Mr. Richard fez, sorrindo, um signal de assentimento.

Jenny sustentou uma conversa insignificante, sem nunca perder de vista
Paulo, cuja turbação indicava uma violenta lucta interior. Jenny
agourava bem do que ia observando n'elle.

Emfim deixou afrouxar a conversa e fez ao pae signal para que entrasse
no gabinete. Mr. Whitestone assim o fez.

A agitação de Paulo cresceu. Jenny espiava-lhe todos os movimentos e
expressões. Viu-o pousar a penna e erguer-se, como movido por forte
resolução. Jenny tremeu de sobresalto! Depois fez-se pallido, passou a
mão pela fronte e sentou-se outra vez. Jenny desanimou. Ergueu-se emfim
resoluto, e sem parar um momento mais, dirigiu-se ao gabinete de Mr.
Richard e pediu licença para entrar.

--Entre--disse de dentro a voz do negociante.

Paulo entrou, fechando a porta atraz de si.

Jenny não pôde conter-se; saíram-lhe involuntariamente dos labios estas
palavras:

--Está ganha a causa!

Manoel Quentino olhou para ella admirado.

Jenny pôz-se a rir.

--Se soubesse, Manoel Quentino, que se está agora mesmo desmoronando o
ultimo e pequeno estorvo, que se oppunha á sua felicidade!...
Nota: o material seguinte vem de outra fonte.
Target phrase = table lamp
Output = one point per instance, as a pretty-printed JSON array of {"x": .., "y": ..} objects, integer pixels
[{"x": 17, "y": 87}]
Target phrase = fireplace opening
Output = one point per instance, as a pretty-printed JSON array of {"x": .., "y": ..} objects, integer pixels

Manoel Quentino cada vez a comprehendia menos.

Jenny nada mais disse.

A conferencia de Paulo e de Mr. Richard durou muito tempo. De fóra só se
percebia um indistincto rumor de vozes, sem se distinguir uma só
palavra.

A final abriu-se a porta outra vez.

Passou por Jenny o tremor de incerteza.

O primeiro que saiu foi Paulo; trazia as faces afogueadas, os olhos
vermelhos; mas, por entre estes vestigios de tristeza, transluzia certo
ar de contentamento de alma, que tranquillisou Jenny.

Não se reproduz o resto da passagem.